Agatha’s inquisitive face lost its light, and she sighed, “O-oh. I guess that makes sense.”


Doing her best to adopt a chipper tone once again, Agatha continued reading: “Though scant records have been located recording this event – and even fewer records are reliable – the most useful of these is an account by an ancient scribe known only as ‘Isidore of Duosis’, who describes the arrival of two calamitously huge humanoid individuals that laid waste to much of the region. Isidore not only witnessed this, but writes in his account that he was later picked up and kissed by the ‘white one’, as it is described.”


Agatha, again, slowed down and trailed off as she reached the end of this phrase. Demi turned to face her, and could see that she was blushing red hot. Demi smirked, and Agatha could do nothing but afford a small laugh. “I… I guess my plan worked?”


Demi urged Agatha to keep reading, and Agatha obliged. “Most sources credit Isidore with the creation of the so-called ‘Cult of Duosis’, the political group that grew to control the entirety of the city, as well as eventually giving it the name the world now knows it by, in lieu of its former name of Athens. Though not considered a cult in its own time, the vigor with which members hold onto such beliefs even in today’s secular society has led to several terror attacks, many of which perpetrated by radicals who believe that these dual goddesses will return one day, pointing to similar accounts in the Americas as proof.”
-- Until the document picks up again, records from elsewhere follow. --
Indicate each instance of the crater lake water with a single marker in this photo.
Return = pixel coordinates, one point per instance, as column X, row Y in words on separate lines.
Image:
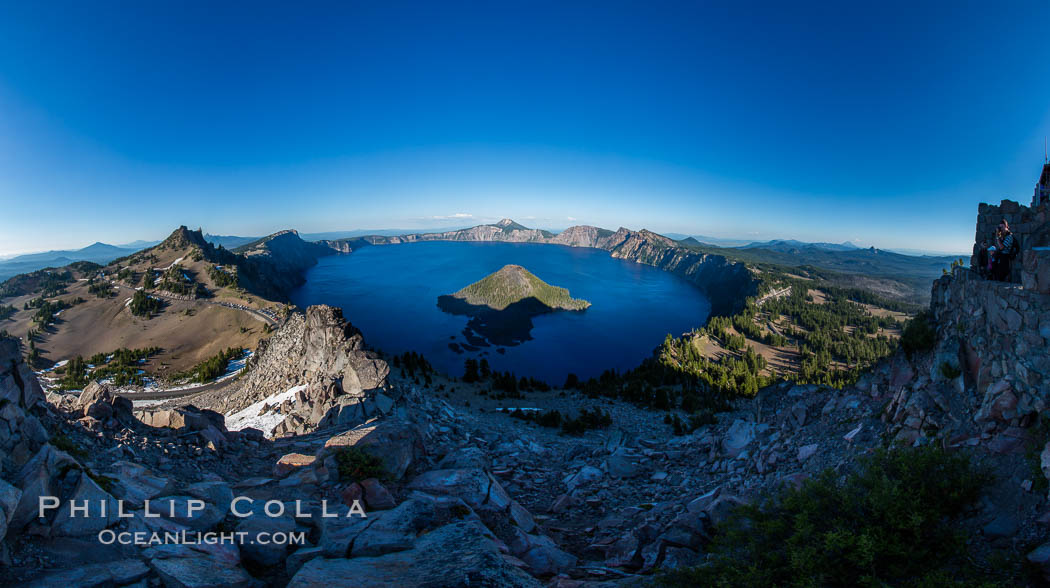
column 391, row 292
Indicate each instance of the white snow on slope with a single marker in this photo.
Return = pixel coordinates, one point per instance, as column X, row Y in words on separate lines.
column 250, row 417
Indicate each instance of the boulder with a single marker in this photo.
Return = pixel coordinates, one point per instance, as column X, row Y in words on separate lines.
column 8, row 501
column 176, row 509
column 396, row 529
column 338, row 532
column 134, row 484
column 36, row 480
column 290, row 462
column 1000, row 403
column 217, row 494
column 198, row 572
column 624, row 463
column 476, row 487
column 1041, row 559
column 740, row 435
column 806, row 452
column 586, row 475
column 265, row 551
column 376, row 496
column 544, row 558
column 108, row 573
column 102, row 510
column 460, row 554
column 397, row 443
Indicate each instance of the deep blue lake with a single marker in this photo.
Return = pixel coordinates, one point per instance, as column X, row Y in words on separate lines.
column 391, row 293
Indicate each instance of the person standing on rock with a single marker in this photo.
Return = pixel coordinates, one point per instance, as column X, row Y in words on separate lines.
column 1006, row 249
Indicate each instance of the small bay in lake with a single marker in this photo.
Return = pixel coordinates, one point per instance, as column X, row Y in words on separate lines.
column 391, row 293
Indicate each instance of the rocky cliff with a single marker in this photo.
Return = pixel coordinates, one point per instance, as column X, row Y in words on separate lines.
column 322, row 358
column 275, row 265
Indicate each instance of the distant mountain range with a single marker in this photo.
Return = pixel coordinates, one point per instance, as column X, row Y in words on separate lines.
column 99, row 252
column 792, row 245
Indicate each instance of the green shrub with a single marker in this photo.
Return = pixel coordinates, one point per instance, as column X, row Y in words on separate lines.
column 889, row 523
column 355, row 464
column 919, row 334
column 63, row 443
column 949, row 371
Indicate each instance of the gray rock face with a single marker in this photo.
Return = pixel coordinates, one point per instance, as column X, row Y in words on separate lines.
column 198, row 572
column 101, row 512
column 258, row 546
column 476, row 487
column 456, row 554
column 110, row 573
column 135, row 484
column 177, row 509
column 327, row 354
column 738, row 437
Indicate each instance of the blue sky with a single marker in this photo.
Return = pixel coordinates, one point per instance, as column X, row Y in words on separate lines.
column 885, row 124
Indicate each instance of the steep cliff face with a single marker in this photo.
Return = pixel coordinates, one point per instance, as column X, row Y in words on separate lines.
column 274, row 266
column 727, row 284
column 318, row 361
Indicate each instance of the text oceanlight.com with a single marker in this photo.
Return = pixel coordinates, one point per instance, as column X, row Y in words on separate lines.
column 108, row 537
column 240, row 507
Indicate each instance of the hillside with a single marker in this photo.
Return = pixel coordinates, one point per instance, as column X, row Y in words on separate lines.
column 717, row 270
column 513, row 284
column 894, row 275
column 186, row 296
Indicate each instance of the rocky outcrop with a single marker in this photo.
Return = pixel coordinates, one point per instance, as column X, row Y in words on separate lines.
column 274, row 266
column 323, row 359
column 995, row 334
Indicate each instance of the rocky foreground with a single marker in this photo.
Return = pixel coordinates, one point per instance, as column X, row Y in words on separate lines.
column 461, row 497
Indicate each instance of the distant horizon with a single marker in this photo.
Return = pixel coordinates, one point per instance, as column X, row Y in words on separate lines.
column 397, row 231
column 883, row 123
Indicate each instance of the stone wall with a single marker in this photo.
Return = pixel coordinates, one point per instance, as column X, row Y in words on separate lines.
column 1003, row 332
column 1030, row 226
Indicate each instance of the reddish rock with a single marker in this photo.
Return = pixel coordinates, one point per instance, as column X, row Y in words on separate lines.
column 376, row 496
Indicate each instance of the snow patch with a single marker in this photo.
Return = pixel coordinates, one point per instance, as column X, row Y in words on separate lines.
column 250, row 417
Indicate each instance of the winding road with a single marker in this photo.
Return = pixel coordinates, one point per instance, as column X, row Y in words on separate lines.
column 261, row 314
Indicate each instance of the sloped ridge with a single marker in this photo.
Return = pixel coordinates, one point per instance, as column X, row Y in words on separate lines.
column 185, row 238
column 321, row 355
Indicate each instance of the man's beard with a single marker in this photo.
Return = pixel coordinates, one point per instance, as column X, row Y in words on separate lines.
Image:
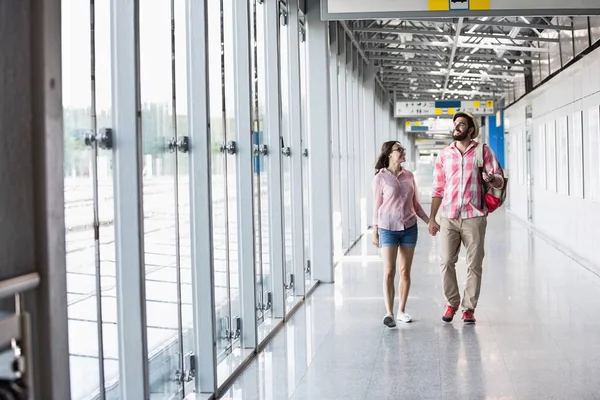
column 460, row 137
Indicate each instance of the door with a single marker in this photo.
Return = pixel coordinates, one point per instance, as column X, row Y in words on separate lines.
column 529, row 161
column 305, row 154
column 261, row 179
column 286, row 162
column 88, row 183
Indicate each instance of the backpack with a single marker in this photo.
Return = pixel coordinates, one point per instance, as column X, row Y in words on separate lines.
column 492, row 197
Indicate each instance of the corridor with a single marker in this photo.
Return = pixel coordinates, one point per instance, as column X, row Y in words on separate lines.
column 535, row 338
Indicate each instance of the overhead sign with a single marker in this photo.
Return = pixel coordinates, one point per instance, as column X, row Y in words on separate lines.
column 374, row 9
column 412, row 109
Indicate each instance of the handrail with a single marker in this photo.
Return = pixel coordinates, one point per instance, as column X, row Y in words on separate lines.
column 13, row 286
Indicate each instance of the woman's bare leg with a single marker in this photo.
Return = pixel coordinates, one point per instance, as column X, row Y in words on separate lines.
column 389, row 255
column 406, row 257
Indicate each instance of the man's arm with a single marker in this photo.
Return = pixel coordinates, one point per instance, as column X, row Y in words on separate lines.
column 439, row 182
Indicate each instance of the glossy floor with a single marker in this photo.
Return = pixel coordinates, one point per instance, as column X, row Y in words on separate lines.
column 536, row 335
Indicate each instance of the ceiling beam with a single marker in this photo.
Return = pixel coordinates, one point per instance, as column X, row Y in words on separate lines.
column 519, row 25
column 517, row 38
column 490, row 46
column 400, row 51
column 489, row 56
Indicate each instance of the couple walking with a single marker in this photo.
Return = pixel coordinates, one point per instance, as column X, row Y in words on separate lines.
column 458, row 190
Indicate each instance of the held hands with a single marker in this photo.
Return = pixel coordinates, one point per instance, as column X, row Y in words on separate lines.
column 376, row 239
column 487, row 177
column 434, row 227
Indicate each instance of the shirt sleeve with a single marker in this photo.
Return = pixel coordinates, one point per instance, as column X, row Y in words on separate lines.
column 492, row 166
column 417, row 204
column 377, row 199
column 439, row 180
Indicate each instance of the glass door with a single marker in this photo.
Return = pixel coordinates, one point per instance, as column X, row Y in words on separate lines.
column 223, row 175
column 286, row 162
column 305, row 153
column 261, row 189
column 187, row 373
column 163, row 126
column 233, row 274
column 88, row 185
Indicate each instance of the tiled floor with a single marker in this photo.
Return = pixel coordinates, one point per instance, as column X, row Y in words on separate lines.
column 536, row 335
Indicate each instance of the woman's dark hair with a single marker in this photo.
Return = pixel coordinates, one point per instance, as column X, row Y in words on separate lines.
column 383, row 161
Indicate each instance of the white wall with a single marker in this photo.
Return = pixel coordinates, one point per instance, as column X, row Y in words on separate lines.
column 566, row 203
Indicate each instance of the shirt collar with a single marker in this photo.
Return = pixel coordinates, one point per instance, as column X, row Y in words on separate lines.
column 386, row 171
column 473, row 144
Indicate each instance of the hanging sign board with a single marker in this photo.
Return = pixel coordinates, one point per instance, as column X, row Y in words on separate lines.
column 387, row 9
column 404, row 109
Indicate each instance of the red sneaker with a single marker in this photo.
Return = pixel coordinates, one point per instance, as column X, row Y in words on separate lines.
column 468, row 317
column 449, row 314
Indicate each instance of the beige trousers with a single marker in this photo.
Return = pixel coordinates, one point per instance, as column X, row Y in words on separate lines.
column 471, row 232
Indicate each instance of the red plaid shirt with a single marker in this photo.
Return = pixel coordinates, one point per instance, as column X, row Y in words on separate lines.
column 456, row 179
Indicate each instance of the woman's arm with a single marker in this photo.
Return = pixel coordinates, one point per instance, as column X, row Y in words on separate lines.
column 377, row 201
column 417, row 204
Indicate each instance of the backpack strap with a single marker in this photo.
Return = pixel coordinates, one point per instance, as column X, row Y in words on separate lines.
column 480, row 163
column 479, row 154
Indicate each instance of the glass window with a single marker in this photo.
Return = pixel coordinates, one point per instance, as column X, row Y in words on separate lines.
column 536, row 72
column 304, row 122
column 551, row 155
column 286, row 142
column 88, row 186
column 218, row 177
column 231, row 171
column 595, row 28
column 562, row 149
column 576, row 156
column 566, row 41
column 554, row 51
column 183, row 201
column 594, row 148
column 164, row 313
column 541, row 181
column 580, row 32
column 261, row 181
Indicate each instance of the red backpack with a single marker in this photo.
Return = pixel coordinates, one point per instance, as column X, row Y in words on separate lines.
column 493, row 198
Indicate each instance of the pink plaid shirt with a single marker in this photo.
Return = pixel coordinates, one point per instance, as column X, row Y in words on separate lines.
column 456, row 179
column 395, row 200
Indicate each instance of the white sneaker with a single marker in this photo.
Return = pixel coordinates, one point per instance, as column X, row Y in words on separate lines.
column 388, row 321
column 404, row 318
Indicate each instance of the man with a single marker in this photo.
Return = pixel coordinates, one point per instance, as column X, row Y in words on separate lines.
column 458, row 189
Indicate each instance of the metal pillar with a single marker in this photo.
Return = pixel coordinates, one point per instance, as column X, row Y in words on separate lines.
column 319, row 143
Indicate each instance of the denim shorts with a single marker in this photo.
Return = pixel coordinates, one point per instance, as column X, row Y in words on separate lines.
column 405, row 238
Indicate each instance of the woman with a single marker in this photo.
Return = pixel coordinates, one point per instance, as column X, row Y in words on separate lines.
column 395, row 210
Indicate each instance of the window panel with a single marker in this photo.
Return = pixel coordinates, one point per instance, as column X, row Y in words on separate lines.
column 576, row 156
column 594, row 150
column 551, row 156
column 562, row 142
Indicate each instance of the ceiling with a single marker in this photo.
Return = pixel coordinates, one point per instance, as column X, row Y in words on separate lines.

Agatha paused, scanning through the page. Then she continued, “Sports! Duosis has a long legacy of sporting events – ”


At this point Demi intervened, “Okay, okay, I think we’ve read enough. So, uh, we are currently the patrons of a cult.”


Even as Demi said this, she felt a rush. There were people alive today, who worshiped her. And Agatha of course. People who would murder… and kill… and destabilize regions… just so the worship of the one true pair of goddesses could be restored.


“Easy for you to say,” replied Agatha as she buried her head in her knees. “They don’t even know my name…”


“Do you want them to?” Demi asked. She turned to her friend with wide eyes, rubbing her back as the white tuft of hair between her eyes hung diligently.


Agatha turned to her with a curious expression, “Well… I mean… sure, yeah, I guess.”


“Because,” Demi began, “Like, I, uh, I would want for you to… well… if you’re happy with our progress… I’m happy.” Demi knew that things got a bit intense back in Athens. As much as it seemed the pair had finally reached the same page, she just couldn’t help but feel the general ‘don’t ask, don’t tell’ vibe of the past several days meant something regarding Agatha’s desire to ever use the time-machine for that purpose again. And yet, here Agatha was, displaying all the symptoms of… FOMO, for lack of a better term.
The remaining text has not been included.